Так можно было выдержать, лишь только сразу поставив себя. Как только мы появились в Тамыше и нас приветствовало население, степенно и нетерпеливо стекаясь из близлежащих дворов и целуя нам плечи в естественном ожидании освященного обычаем пира, я тут же заявил, что нет, я пишу – мы не пьем, чем поверг, надо сказать… и если бы не предстоявшие сегодня же на другом краю села поминки, не знаю, чем бы еще это кончилось. Во всяком случае, Аслан, наш сосед, впоследствии уверял меня, что могло добром и не кончиться, если бы за нами не стояли такие люди, как Алеша и Бадз.
Но и на следующий, и на еще следующий день мужественные и небритые лица односельчан, казалось, застряли со вчерашнего меж кольями нашей ограды.
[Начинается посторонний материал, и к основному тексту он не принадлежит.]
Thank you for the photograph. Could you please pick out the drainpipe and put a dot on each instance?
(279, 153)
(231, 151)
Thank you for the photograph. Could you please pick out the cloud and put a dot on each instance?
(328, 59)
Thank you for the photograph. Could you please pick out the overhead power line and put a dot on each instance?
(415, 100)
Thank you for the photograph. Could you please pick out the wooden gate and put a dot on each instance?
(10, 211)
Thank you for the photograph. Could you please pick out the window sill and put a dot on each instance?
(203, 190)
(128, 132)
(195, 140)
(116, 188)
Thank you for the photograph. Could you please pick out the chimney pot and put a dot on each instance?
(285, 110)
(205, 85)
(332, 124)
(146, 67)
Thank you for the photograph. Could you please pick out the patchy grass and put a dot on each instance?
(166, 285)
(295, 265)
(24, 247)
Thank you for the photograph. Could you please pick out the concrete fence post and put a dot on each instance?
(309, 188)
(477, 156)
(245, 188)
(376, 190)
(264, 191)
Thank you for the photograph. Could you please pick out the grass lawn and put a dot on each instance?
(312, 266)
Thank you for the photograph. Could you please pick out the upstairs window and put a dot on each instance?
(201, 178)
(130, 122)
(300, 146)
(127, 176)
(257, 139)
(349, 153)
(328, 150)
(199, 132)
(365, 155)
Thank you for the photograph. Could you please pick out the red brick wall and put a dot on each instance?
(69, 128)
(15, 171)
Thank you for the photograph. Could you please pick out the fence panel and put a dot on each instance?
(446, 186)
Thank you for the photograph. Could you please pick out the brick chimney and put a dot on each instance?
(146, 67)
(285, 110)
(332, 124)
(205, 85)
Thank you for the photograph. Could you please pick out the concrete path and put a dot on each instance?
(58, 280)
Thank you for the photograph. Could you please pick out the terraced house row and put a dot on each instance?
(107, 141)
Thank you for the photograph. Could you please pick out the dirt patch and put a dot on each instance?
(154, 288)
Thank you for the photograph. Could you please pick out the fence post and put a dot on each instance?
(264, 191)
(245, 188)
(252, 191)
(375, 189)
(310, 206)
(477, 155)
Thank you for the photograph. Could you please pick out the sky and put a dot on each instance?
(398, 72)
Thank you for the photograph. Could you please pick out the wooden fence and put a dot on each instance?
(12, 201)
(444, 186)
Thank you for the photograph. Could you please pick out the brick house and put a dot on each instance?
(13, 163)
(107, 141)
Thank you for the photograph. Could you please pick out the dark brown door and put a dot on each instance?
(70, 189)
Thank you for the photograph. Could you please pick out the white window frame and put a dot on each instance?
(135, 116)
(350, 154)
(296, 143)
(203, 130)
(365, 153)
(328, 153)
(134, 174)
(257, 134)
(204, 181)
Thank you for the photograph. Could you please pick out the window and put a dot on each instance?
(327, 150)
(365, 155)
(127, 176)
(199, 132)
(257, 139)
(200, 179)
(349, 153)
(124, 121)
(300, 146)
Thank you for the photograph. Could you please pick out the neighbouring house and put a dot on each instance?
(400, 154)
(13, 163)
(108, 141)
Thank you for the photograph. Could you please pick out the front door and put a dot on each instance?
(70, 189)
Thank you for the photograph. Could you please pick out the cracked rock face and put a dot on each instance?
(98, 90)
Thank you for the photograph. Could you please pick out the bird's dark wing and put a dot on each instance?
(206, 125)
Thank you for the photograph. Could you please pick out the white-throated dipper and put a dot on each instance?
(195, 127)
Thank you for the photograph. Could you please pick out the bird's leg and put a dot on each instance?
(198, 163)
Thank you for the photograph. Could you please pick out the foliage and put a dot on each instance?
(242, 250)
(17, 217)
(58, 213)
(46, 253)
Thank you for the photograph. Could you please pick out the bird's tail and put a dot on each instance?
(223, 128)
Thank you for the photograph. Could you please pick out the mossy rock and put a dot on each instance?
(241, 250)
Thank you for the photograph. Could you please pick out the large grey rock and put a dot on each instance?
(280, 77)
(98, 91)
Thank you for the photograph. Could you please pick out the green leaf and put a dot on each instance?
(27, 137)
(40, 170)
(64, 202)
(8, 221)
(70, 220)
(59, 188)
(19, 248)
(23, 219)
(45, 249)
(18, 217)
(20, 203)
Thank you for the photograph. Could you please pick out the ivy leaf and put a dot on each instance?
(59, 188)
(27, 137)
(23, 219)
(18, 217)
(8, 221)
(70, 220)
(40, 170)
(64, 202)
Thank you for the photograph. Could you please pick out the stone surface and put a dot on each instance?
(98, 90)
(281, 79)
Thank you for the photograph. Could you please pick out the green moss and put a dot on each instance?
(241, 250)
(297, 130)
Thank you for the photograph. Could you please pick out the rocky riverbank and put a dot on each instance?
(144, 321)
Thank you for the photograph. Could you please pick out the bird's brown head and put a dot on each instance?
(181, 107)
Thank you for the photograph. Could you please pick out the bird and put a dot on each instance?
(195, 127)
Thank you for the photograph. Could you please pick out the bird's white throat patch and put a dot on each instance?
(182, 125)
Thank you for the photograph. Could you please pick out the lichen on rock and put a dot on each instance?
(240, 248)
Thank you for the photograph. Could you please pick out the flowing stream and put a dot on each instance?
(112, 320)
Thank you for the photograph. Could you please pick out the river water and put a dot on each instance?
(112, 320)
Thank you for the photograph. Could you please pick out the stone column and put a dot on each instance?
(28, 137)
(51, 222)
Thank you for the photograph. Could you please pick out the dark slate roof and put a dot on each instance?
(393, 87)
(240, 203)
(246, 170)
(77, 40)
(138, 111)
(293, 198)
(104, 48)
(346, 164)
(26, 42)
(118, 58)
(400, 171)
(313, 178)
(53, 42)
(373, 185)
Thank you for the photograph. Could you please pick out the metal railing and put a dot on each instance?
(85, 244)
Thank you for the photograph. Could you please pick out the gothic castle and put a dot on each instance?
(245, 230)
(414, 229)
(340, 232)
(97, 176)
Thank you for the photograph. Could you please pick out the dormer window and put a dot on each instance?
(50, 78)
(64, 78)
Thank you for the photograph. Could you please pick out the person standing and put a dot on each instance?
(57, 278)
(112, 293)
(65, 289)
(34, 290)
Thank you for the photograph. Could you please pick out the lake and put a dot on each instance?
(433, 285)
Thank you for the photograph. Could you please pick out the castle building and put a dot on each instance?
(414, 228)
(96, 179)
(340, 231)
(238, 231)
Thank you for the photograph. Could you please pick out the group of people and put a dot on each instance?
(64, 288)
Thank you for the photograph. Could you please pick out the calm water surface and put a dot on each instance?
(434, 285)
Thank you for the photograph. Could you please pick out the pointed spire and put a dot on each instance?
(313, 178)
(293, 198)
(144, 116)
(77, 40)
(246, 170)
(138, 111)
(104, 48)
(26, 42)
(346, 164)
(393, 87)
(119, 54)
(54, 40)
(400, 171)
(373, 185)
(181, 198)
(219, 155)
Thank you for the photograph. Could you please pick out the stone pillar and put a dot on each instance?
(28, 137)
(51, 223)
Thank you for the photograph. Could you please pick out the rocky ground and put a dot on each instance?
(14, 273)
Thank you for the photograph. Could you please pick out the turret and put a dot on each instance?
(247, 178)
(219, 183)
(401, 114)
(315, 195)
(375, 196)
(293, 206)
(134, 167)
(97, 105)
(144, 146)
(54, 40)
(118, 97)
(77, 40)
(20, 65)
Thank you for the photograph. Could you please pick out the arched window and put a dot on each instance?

Их терпеливо-приветливый взгляд выражал уверенность, что сегодня уж мы передумаем… но – нет, нет! мы работаем, – беззастенчиво заявлял я. Хотя о какой работе могла идти речь, когда он у меня впал в такое уныние от всей этой силы воли! Я скрывался в доме, как узник, стыдясь честности их взгляда на меня. Всем селом, всем миром они жалели его.
Через день, буквально на пять минут, проверял мое состояние Аслан. Этот в высшей степени достойный молодой человек рано остался без отца, и теперь на нем лежало все хозяйство, и мать, и сестры. Ранняя зрелость была его отличительной, пожалуй, чертою. Мальчишеский непобедимый румянец пробивал уже рыцарские его черты. Он что-нибудь рассказывал о своих заботах, ненавязчиво предлагая зайти к нему попробовать чачу, которую он как раз только что выгнал, или косячок дряни из как раз полученной им новой партии. Кажется, получилась, кажется, хорошей… Он не настаивал.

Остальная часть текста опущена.